On a passage from Alice Munro’s Lives of Girls and Women

By Ann Harleman

Featured Art: The Girl with the Green Face by Alexei Jawlensky

Since our arrival at my house had not been signaled by the noise of the truck we were able to go around to the side and crush up against the wall, kissing and loving. I had always thought that our eventual union would have some sort of special pause before it, a ceremonial beginning, like a curtain going up on the last act of a play. But there was nothing of the kind. By the time I realized he was really going ahead with it I wanted to lie down on the ground, I wanted to get rid of my panties which were around my feet, I wanted to take off the belt of my dress because he was pressing the buckle painfully into my stomach. However there was no time. I pushed my legs as far apart as I could with those pants tangling my feet and heaved myself up against the house wall trying to keep my balance. Unlike our previous intimacies, this required effort and attention. It also hurt me, though his fingers had stretched me before this time. With everything else, I had to hold his pants up, afraid that the white gleam of his buttocks might give us away, to anybody passing on the street. I developed an unbearable pain in the arches of my feet. Just when I thought I would have to ask him to stop, wait, at least till I put my heels to the ground for a second, he groaned and pushed violently and collapsed against me, his heart pounding. I was not balanced to receive his weight and we both crashed down, coming unstuck somehow, into the peony border. I put my hand to my wet leg and it came away dark. Blood. When I saw the blood the glory of the whole episode became clear to me.

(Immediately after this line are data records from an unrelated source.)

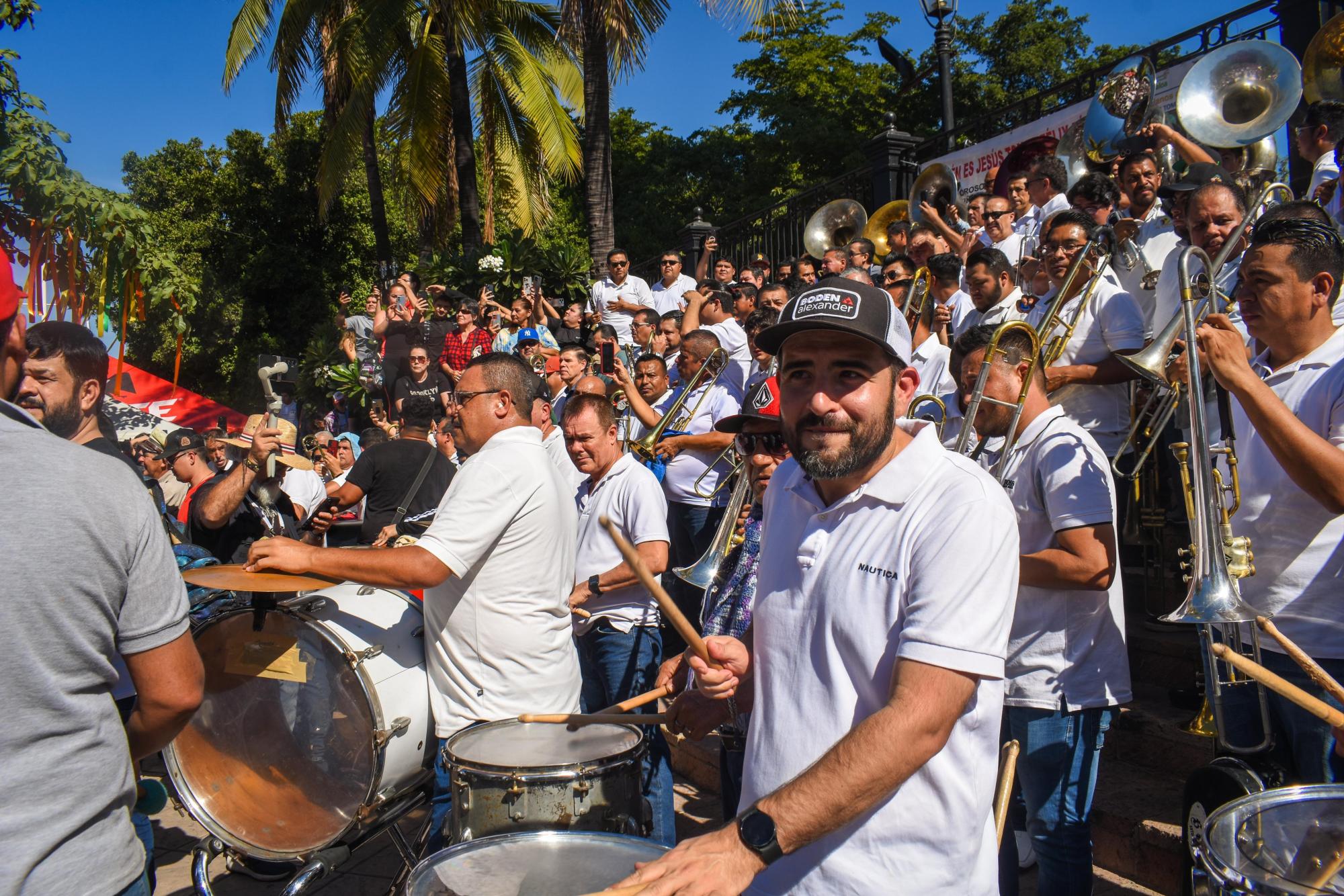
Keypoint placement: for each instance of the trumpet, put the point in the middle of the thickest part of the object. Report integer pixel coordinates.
(1216, 559)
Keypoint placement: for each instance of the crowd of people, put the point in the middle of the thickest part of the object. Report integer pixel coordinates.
(893, 611)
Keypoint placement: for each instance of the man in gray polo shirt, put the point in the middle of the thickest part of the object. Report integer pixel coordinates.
(91, 576)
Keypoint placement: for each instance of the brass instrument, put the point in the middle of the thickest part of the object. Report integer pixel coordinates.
(837, 224)
(1217, 559)
(978, 394)
(713, 367)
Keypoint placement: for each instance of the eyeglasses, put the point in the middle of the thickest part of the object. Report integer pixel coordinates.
(761, 444)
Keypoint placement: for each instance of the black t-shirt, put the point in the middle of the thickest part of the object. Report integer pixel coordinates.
(385, 475)
(232, 541)
(433, 386)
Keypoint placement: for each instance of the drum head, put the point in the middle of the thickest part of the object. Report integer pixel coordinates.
(280, 756)
(534, 745)
(1282, 842)
(548, 863)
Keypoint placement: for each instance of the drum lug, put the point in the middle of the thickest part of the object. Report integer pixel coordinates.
(400, 725)
(355, 658)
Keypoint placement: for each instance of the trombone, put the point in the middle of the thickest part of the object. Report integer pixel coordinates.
(1216, 559)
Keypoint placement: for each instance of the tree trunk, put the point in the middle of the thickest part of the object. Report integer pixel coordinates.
(597, 136)
(377, 206)
(464, 151)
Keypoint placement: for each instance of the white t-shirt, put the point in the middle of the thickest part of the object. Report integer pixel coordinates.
(1296, 541)
(843, 593)
(498, 636)
(1111, 323)
(681, 474)
(1068, 647)
(733, 341)
(669, 299)
(634, 291)
(630, 495)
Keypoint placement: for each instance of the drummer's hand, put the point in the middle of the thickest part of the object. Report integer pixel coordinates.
(717, 863)
(280, 555)
(733, 659)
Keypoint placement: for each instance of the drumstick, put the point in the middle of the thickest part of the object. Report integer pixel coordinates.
(666, 604)
(1319, 709)
(639, 701)
(593, 718)
(1312, 668)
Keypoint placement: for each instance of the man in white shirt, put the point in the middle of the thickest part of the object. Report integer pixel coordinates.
(620, 648)
(873, 668)
(667, 294)
(1288, 413)
(1066, 668)
(619, 295)
(1088, 381)
(497, 566)
(713, 311)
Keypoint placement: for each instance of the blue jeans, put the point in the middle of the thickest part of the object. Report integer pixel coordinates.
(618, 666)
(1057, 774)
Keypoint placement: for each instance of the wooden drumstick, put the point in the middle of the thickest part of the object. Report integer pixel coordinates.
(639, 701)
(666, 602)
(1287, 690)
(593, 718)
(1314, 670)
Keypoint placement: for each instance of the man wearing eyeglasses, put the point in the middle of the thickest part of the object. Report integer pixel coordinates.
(619, 295)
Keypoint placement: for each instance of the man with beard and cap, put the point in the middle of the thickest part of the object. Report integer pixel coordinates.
(876, 659)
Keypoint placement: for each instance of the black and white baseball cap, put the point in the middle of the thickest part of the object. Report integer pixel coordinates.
(845, 307)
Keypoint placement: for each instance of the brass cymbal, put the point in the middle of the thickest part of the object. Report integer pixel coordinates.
(233, 578)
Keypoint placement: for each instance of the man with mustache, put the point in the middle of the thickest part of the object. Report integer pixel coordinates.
(874, 664)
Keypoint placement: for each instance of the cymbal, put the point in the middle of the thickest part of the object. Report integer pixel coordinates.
(233, 578)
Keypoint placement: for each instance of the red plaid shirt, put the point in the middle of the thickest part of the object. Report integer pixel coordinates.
(459, 350)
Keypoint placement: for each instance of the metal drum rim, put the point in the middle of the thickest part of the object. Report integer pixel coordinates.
(194, 807)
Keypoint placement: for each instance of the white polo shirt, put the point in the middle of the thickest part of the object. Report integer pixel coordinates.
(669, 299)
(634, 291)
(843, 593)
(1299, 562)
(1068, 647)
(1111, 323)
(681, 474)
(630, 495)
(498, 635)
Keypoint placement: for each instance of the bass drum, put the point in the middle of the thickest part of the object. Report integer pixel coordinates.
(317, 715)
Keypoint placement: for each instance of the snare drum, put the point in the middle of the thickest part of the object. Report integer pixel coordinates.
(533, 864)
(1283, 843)
(317, 715)
(510, 777)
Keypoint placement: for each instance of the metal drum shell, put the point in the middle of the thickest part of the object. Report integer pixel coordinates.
(600, 795)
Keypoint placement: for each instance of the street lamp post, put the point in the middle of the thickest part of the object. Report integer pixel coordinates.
(939, 14)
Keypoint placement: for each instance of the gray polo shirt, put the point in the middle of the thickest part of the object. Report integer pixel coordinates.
(88, 574)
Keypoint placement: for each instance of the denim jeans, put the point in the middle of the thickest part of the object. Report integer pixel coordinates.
(1057, 773)
(691, 530)
(618, 666)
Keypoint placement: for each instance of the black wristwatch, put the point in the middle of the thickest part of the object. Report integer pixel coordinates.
(756, 830)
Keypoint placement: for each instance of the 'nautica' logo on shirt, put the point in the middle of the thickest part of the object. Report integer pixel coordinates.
(885, 574)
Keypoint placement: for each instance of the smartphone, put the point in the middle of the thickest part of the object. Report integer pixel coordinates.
(330, 506)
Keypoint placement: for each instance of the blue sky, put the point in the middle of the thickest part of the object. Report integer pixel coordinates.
(126, 76)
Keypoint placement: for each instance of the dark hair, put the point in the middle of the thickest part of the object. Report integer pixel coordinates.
(1315, 248)
(419, 412)
(510, 374)
(85, 354)
(946, 268)
(1096, 189)
(993, 259)
(581, 402)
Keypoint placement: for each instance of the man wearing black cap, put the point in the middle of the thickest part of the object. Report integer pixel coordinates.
(876, 656)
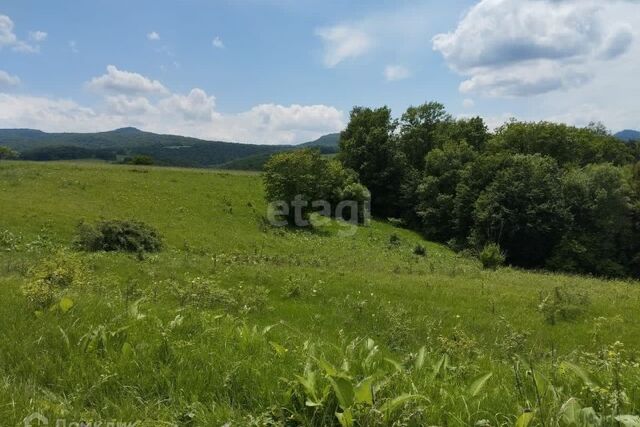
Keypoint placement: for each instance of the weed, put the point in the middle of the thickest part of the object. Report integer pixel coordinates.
(116, 235)
(420, 250)
(563, 305)
(49, 279)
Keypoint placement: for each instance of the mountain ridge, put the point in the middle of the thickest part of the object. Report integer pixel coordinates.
(167, 150)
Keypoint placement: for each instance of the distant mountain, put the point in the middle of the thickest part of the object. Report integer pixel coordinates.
(331, 140)
(628, 135)
(166, 150)
(170, 150)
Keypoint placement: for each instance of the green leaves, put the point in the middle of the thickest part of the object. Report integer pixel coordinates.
(584, 375)
(525, 419)
(393, 404)
(343, 389)
(629, 420)
(479, 384)
(66, 304)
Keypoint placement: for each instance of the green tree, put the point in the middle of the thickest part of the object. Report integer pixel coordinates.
(422, 129)
(598, 240)
(522, 210)
(567, 144)
(305, 176)
(369, 147)
(7, 153)
(435, 196)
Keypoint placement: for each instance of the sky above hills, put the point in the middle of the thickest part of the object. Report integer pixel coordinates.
(288, 71)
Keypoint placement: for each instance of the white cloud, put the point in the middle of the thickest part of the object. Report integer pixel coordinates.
(218, 43)
(9, 39)
(7, 79)
(396, 72)
(468, 103)
(192, 114)
(38, 36)
(342, 42)
(124, 105)
(529, 47)
(197, 105)
(126, 82)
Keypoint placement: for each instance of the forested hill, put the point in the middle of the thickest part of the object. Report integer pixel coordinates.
(329, 141)
(129, 142)
(169, 150)
(628, 135)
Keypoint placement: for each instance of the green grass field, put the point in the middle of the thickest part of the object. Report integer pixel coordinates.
(237, 323)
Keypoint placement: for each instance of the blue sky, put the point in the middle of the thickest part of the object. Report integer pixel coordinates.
(285, 71)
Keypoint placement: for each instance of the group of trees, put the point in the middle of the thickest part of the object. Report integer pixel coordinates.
(552, 196)
(305, 181)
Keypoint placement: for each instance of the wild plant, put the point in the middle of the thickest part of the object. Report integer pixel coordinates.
(52, 277)
(563, 305)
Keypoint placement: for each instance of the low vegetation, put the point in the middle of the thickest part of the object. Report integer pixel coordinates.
(118, 235)
(238, 324)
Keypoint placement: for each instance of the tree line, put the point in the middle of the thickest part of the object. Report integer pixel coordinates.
(548, 195)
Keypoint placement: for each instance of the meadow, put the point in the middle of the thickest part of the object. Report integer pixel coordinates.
(238, 323)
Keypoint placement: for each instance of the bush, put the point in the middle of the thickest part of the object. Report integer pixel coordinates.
(141, 160)
(492, 256)
(116, 235)
(563, 305)
(49, 279)
(7, 153)
(420, 250)
(305, 176)
(8, 241)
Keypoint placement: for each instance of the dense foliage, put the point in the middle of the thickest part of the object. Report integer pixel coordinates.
(305, 176)
(118, 235)
(7, 153)
(549, 195)
(238, 325)
(165, 150)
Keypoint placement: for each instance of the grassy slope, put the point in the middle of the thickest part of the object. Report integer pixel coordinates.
(211, 222)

—Alice Munro, Lives of Girls and Women

Only after years of trying and failing to come anywhere near the level of Munro’s prose did I realize how much skill goes into it. It looks easy. It reads easy. It seems to be transparent to the story while actually delivering the story in all its riches.

Start with syntax. When I first encountered Munro’s fiction I was a tenured professor of linguistics, so I always dove headfirst into the grammar of any text.

But you don’t need to know a gerund from a geranium to hear the music in this passage. The satisfying orchestral texture: here a sentence that begins with the speaker, there one whose opening clause resonates with the preceding action. The crescendo of desire in the repetition of “I wanted,” its baroqueness immediately balanced by the starkness of “However there was no time.” The continuing counterpoint of a sentence that climbs, then one that stops; climb, stop; climb, stop. And the high point? Not the boy’s climax, nor the couple toppling into the peony bushes, but a single word that forms an entire sentence, like the clash of cymbals. “Blood.”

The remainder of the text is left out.